Como era de se esperar, Bucci amou o documentário O Dilema das Redes (eu ia usar outra palavra para descrever a reação do colunista, mas há crianças na sala). O curioso em sua crítica é o foco nas consequências políticas e não de consumo. Digo curioso porque, sendo professor da área de comunicação, esperaria uma análise sobre a manipulação do consumo. Nem uma linha a respeito, o que já nos diz muita coisa.

O colunista envereda pelas “ameaças à democracia” representadas pelas redes sociais (destaco os dois principais trechos abaixo). Infelizmente, o raciocínio do colunista sofre de três falhas lógicas graves.

A primeira é assumir que as redes são as responsáveis pela ascensão de líderes populistas que destroem a democracia por dentro. Na medida em que eu ia lendo, vozes na minha cabeça iam soprando: “Hitler, Mussolini, Chavez”. Líderes que foram eleitos sem as redes e destruíram as democracias de seus países por dentro. Isso sem contar outros golpes na democracia que não passaram por eleições mas que, mesmo assim, tiveram apoio popular (todo golpe tem apoio popular, não sai do nada): Getúlio, Fidel, os militares de 64. Enfim, atribuir às redes um fenômeno generalizado no tempo e no espaço é, para dizer o mínimo, uma falha lógica.

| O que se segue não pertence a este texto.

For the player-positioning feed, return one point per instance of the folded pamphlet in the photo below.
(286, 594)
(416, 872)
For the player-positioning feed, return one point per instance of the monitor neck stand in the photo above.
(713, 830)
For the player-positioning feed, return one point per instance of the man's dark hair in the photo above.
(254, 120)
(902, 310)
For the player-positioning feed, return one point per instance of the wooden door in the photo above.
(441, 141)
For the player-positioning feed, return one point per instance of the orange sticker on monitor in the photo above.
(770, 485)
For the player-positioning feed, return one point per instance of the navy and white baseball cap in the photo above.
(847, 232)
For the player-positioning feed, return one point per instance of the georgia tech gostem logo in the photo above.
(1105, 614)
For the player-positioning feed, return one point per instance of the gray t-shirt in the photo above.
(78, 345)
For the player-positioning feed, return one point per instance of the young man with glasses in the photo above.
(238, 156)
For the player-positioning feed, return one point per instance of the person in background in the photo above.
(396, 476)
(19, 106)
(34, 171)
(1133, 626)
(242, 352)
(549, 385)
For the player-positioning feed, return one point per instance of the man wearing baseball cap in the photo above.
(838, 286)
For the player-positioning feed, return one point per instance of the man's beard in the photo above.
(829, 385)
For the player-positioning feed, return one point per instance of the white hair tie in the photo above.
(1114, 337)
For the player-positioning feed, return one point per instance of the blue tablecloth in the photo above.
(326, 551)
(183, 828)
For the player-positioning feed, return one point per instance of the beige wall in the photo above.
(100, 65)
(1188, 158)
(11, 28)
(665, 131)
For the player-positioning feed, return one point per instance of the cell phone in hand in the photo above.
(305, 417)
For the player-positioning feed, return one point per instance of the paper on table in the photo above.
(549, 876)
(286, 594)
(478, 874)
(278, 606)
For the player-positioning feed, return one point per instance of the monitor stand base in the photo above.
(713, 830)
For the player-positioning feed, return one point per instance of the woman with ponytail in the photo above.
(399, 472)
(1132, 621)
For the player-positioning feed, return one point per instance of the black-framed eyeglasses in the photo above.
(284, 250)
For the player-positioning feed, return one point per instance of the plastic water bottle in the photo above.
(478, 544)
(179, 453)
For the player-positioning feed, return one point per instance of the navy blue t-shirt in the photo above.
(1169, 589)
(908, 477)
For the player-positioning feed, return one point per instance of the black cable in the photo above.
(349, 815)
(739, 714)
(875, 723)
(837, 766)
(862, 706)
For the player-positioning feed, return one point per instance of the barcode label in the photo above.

A segunda falha decorre da primeira: se as redes serviram para “um lado”, porque não serviriam para o “outro lado”? As redes são território neutro, a não ser que se acuse Zuckerberg de fazer campanha para Bolsonaro, mas a esse ponto (ainda) não chegou o colunista. Sendo território neutro, podem ser usadas pelo “lado do bem” igualmente. Bucci contrapõe a mídia tradicional, que estaria ao lado do “bem racional” às redes, que estariam a serviço do “mal irracional”. Ora, isso parece-me mais desculpa de perdedor. Primeiro, porque o monopólio da mídia tradicional não impediu a ascensão de líderes populistas e ditadores ao longo de décadas e no mundo inteiro. E, segundo, as redes estão à disposição de todos, inclusive dos monopolistas do bem, entre os quais se auto-alinha o articulista. Isso nos leva à terceira falha do raciocínio.

A terceira falha lógica da argumentação é óbvia: e se o vencedor da próxima eleição for o Luciano Huck? Ou o Felipe Neto? (Desculpem-me, estou só estressando o argumento). Neste caso, pessoas que sabem usar as redes a seu favor. Bucci virá a público para denunciar a manipulação das redes sociais? Ou comemorará o fato de as redes sociais terem ajudado a eleger candidatos fofos?

No fundo, todo esse barulho em torno das redes sociais se dá por conta das eleições de Trump nos EUA e Bolsonaro no Brasil. Se Clinton e Haddad fossem os presidentes hoje, esse assunto teria atenção mínima, se tivesse alguma. Esse artigo de Eugênio Bucci é prova cabal desse ponto. Afinal, ninguém está nem aí para a manipulação do consumo. Mas a coisa foi para o lado político, que desperta paixões. Esse é o problema.